Control of others. The second most popular motive was getting others to “do what they’re told.” This meant for others to carry out the direction set by the leader without having a say.
Being Served. The third most popular motive suggested by the group was an eclectic combination that included status, recognition, pay and perks. We called it “being served.”
These three “extrinsic” motives have existed for eons, and they’re not all bad or self-defeating. Like most things, it’s about balance. My definition says, “Leadership is the phenomenon of someone following someone else because they want to, not because they have to.”
Here’s where our research answered the question, “How do these three motives relate to the Larry Wilson definition of leadership?”
I asked these 1,000 participants to recall a defining moment in their lives when they chose to follow a leader, because they wanted to, not because they had to. It could have been a boss, parent, family member, teacher, friend, etc. I asked them to write out their experience as a story and identify what it was that made that leadership experience so special.
The most popular scenario people described was one in which the leader helped them discover some potential or power in themselves they had not yet become aware of. “He/she saw something in me that I hadn’t seen in myself.” This leader wasn’t looking to get power, but rather he/she was helping others discover their own power. That’s Empowerment.
The second most popular scenario was when people saw themselves stuck in a rut and a leader helped them see options and possibilities they hadn’t thought of. Again, instead of controlling someone, the effect of this leader’s role was to free the people who reported to him/her.
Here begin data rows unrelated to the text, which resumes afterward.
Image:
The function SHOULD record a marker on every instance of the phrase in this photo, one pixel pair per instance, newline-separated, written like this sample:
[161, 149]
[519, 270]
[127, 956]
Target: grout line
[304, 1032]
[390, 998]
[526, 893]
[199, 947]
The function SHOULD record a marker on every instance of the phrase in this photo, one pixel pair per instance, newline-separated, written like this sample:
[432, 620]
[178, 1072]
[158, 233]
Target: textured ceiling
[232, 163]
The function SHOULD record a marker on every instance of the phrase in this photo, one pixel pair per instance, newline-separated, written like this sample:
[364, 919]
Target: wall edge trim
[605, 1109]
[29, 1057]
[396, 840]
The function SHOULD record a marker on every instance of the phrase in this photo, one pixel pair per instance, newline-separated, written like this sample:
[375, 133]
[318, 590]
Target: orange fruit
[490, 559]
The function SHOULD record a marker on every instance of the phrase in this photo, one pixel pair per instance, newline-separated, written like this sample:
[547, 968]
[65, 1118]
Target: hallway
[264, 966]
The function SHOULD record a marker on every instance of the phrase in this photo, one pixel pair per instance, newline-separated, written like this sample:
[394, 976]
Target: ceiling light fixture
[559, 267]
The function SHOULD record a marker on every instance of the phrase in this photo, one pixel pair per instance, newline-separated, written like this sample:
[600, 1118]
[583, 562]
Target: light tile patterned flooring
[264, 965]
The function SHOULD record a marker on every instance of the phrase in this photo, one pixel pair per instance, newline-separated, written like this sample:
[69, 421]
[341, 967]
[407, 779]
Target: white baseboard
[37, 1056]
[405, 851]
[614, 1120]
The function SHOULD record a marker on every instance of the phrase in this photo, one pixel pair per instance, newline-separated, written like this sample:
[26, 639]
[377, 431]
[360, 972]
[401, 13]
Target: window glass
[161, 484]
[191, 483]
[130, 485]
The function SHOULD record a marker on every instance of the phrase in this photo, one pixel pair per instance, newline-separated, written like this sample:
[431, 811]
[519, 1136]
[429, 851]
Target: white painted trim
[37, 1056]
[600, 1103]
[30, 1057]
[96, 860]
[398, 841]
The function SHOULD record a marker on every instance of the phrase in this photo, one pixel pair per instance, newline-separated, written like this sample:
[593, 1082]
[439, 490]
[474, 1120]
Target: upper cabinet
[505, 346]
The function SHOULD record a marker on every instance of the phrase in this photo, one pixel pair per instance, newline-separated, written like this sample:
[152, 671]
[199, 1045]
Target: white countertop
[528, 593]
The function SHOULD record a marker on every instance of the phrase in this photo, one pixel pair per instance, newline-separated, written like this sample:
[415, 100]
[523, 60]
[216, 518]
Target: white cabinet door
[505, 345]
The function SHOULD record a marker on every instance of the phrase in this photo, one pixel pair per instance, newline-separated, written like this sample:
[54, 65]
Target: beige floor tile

And the third scenario, which also includes the leaders described above, was one in which the leaders were not trying to be served, but in fact were serving others. “He believed in me.” “She was there for me.”
In each of these three scenarios, the leaders’ motives were: empowering, freeing and serving. These motives are “intrinsic,” coming from our true and best selves. They are 180-degree opposites of the “extrinsic” motives described above.
The true nature of leadership is to help other people find their inner potential and then to help set them free of limitations that are holding them back. To sum it up: The true nature of leadership is to help others learn, grow and develop. If these intrinsic motives are yours, you’ll be followed because someone wants to, not because someone has to. And by the way, they’ll follow you any where, any time, any place.